Eshaku, keirei e saikeirei.
Esta última mais usada para pedido de desculpas
 ou como sinal de respeito muito profundo.
Japoneses também costumam representar seu respeito não só as pessoas mas também as coisas. Sempre que se entra num dojô, uma vênia também é feita em respeito ao local de treinamento. Um outro exemplo, você por acaso já viu uma Cerimônia do Chá? Se sim, deve ter percebido os cuidados meticulosos com os objetos da preparação do chá.

Para os ocidentais, principalmente para nós brasileiros, que somos na maioria cristãos, curvar-se é devido somente a Deus ou a divindades. Mais ainda se tal reverência for feita de joelhos. E é aí onde ocorre o choque… quando algumas pessoas, não conhecedoras das diferenças culturais, leva o ato de saudação dos judocas, como algo religioso ou espiritual.
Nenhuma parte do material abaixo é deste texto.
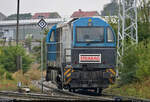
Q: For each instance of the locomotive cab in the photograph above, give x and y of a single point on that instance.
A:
(81, 53)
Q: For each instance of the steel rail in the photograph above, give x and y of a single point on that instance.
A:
(34, 96)
(82, 97)
(127, 98)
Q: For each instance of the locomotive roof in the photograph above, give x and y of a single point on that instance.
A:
(70, 20)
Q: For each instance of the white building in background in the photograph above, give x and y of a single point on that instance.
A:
(8, 28)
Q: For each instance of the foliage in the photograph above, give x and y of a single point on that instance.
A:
(110, 9)
(9, 56)
(144, 20)
(37, 49)
(4, 74)
(136, 64)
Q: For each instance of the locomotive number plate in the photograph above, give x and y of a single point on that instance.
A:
(89, 58)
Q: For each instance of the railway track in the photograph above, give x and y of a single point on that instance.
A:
(7, 95)
(103, 97)
(80, 96)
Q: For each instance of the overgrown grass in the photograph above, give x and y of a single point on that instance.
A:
(26, 79)
(138, 89)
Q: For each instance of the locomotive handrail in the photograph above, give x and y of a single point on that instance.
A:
(65, 55)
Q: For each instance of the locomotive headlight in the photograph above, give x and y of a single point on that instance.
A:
(90, 22)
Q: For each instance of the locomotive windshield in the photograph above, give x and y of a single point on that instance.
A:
(90, 34)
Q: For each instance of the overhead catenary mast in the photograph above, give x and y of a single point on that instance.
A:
(127, 27)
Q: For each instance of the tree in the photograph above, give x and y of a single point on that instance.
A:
(110, 9)
(144, 20)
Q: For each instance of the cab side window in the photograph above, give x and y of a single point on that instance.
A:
(110, 36)
(52, 38)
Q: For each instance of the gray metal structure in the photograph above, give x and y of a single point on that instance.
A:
(127, 27)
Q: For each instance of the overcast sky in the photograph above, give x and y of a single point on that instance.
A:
(63, 7)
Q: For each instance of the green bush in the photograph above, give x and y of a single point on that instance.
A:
(4, 74)
(9, 58)
(144, 63)
(136, 64)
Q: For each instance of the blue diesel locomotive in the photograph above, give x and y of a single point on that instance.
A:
(81, 54)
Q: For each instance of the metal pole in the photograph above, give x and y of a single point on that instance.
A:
(42, 59)
(17, 27)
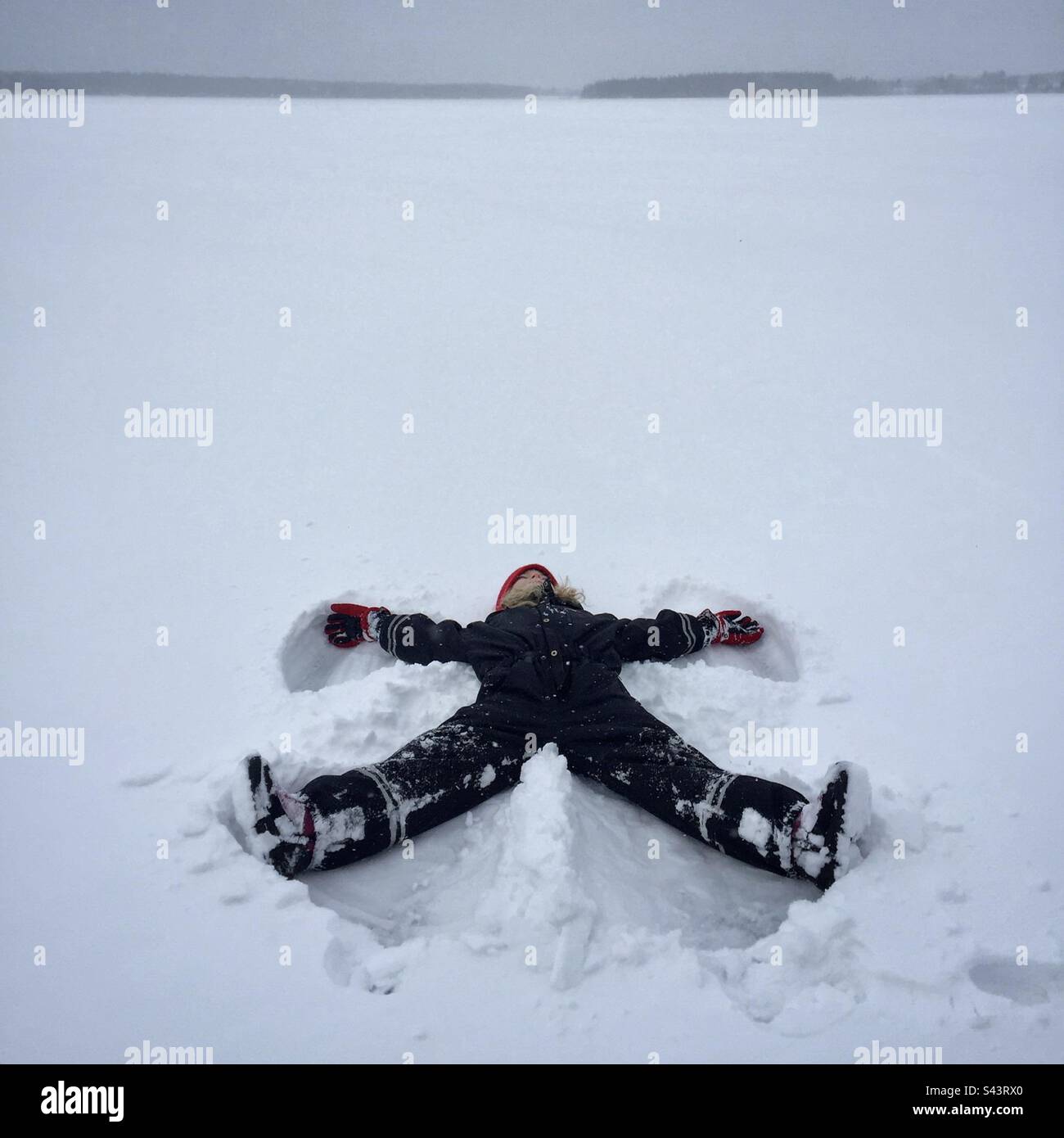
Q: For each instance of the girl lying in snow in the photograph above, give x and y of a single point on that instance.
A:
(550, 671)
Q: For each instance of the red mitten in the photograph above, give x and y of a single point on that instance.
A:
(352, 624)
(732, 627)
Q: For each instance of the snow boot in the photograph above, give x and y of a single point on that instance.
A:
(282, 824)
(824, 845)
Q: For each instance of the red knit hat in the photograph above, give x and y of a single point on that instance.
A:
(507, 584)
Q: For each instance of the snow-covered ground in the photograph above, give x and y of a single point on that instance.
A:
(685, 956)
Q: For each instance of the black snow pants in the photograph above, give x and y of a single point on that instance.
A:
(612, 738)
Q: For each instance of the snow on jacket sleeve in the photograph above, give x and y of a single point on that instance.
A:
(665, 638)
(417, 639)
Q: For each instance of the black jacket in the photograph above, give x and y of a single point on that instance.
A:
(548, 651)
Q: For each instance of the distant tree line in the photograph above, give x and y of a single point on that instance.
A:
(719, 84)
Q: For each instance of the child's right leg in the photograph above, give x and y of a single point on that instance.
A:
(435, 778)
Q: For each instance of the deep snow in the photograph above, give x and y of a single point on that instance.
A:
(685, 956)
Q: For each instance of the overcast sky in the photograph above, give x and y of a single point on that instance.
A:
(543, 43)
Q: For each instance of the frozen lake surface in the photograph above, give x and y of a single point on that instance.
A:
(411, 399)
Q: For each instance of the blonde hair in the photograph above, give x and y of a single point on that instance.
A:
(530, 592)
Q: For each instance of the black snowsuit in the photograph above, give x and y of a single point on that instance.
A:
(548, 673)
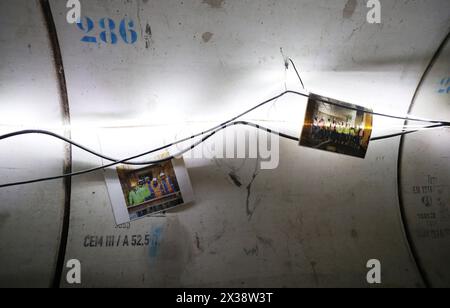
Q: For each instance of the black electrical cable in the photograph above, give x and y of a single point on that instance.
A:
(214, 130)
(123, 161)
(298, 74)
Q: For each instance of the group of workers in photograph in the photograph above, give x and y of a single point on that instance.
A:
(337, 132)
(149, 189)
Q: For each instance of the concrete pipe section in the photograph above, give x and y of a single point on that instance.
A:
(135, 75)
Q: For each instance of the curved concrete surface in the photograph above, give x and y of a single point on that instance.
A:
(314, 221)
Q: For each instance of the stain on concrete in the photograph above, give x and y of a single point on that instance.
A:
(250, 212)
(207, 36)
(350, 9)
(156, 237)
(254, 251)
(235, 179)
(148, 36)
(215, 4)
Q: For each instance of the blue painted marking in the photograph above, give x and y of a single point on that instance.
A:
(445, 82)
(127, 26)
(87, 27)
(155, 242)
(108, 35)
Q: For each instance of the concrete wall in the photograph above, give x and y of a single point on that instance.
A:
(314, 221)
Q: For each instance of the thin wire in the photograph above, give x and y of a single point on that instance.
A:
(211, 133)
(298, 74)
(204, 139)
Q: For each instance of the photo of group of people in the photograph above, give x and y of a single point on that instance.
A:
(336, 126)
(150, 190)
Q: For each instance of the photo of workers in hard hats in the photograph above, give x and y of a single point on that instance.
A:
(150, 190)
(335, 126)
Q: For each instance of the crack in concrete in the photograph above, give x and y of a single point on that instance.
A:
(250, 212)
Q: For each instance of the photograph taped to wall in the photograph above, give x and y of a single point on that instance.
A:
(338, 127)
(138, 193)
Não fico espantado de pessoas pensarem assim, mas já me deparei com alguns questionamentos e estou escrevendo este artigo justamente para ajudar a dar argumentos em favor de que não podemos mudar os costumes e tradições herdados, apenas por motivos religiosos.
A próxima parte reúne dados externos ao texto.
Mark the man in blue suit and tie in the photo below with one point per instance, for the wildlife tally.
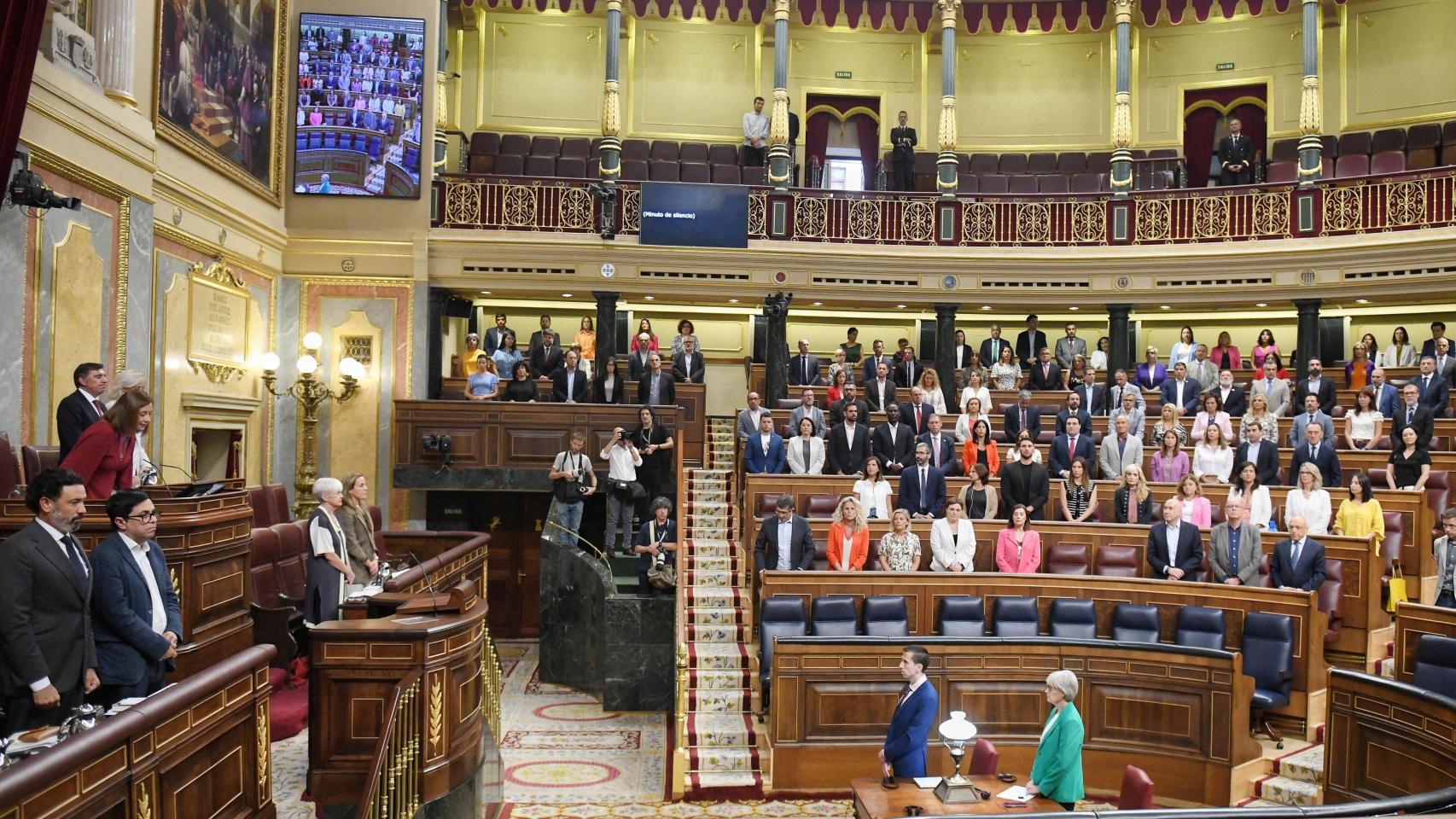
(137, 617)
(763, 453)
(916, 710)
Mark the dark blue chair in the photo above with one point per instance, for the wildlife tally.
(963, 617)
(1436, 665)
(1015, 617)
(886, 617)
(1133, 623)
(1268, 658)
(835, 617)
(1074, 619)
(1200, 627)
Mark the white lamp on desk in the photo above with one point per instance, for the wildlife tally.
(955, 732)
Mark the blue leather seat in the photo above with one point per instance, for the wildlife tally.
(1268, 658)
(1436, 665)
(1015, 617)
(1200, 627)
(1074, 619)
(1133, 623)
(886, 617)
(835, 617)
(963, 617)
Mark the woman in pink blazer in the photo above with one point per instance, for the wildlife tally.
(1018, 547)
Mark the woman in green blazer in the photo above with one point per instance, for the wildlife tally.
(1057, 771)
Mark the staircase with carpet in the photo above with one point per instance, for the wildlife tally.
(723, 754)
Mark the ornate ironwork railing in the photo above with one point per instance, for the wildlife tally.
(1340, 206)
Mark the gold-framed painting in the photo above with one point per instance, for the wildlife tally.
(218, 86)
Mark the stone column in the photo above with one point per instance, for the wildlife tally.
(1120, 355)
(946, 165)
(1123, 103)
(610, 152)
(1311, 111)
(777, 355)
(117, 47)
(1307, 335)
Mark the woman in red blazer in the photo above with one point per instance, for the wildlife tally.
(1018, 547)
(102, 454)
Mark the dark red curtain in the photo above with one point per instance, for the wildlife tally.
(1206, 113)
(20, 39)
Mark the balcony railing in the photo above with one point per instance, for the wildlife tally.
(1338, 206)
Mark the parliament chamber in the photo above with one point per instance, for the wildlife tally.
(474, 408)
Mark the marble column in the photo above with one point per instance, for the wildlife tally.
(781, 163)
(1311, 111)
(609, 154)
(1123, 103)
(1120, 355)
(117, 47)
(946, 165)
(1307, 335)
(777, 352)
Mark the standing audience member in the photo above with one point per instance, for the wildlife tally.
(45, 607)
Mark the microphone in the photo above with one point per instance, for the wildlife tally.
(434, 602)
A saudação a imagem de Jigoro Kano, é feita em memória e em agradecimento ao que ele deixou para nós. Não como se ele estivesse ali, vendo ou ouvindo, mas como uma pessoa merece ter sua honra lembrada pelos seus feitos. Para citar um paralelo, podemos ver que mesmo sendo um país com maioria cristã, nós brasileiros também mantemos costumes de visitar os túmulos de nossos familiares no dia de finados. Claramente não significa nenhuma tentativa de contato ou de idolatria aos mortos, mas sim de respeito e de lembrança. Sinceramente, eu não gostaria de saber que morri e ninguém guardou sequer uma foto minha  😛

Enfim, a cultura do respeito japonesa é algo que as vezes se choca mesmo com nossos costumes, mas não deveria ser tão difícil de entender. Já houve tempo no Brasil que regras de etiqueta e respeito eram rígidas e deveriam ser aprendidas desde cedo. Até me lembro de meus tempos de escola, quando tínhamos que fazer fila semanalmente e cantarmos o Hino Nacional, bem como também deveríamos ficar de pé quando o professor entrasse na sala. Me lembro que minha mãe sempre dizia que quando um adulto estivesse falando, a criança tinha que estar escutando e não falando junto…  etc.

Parece que não é a cultura do respeito dos japoneses que é exagerada, mas sim a cultura do respeito brasileira que parece estar se deteriorando.

Hoje, ensinando, vejo como o judô tem colaborado para trazer um pouco disso de volta, principalmente para crianças. Tenho fé que quanto mais dojôs forem abertos, mais conseguiremos passar nesses pequenos gestos, valores morais elevados, como pensava Kano.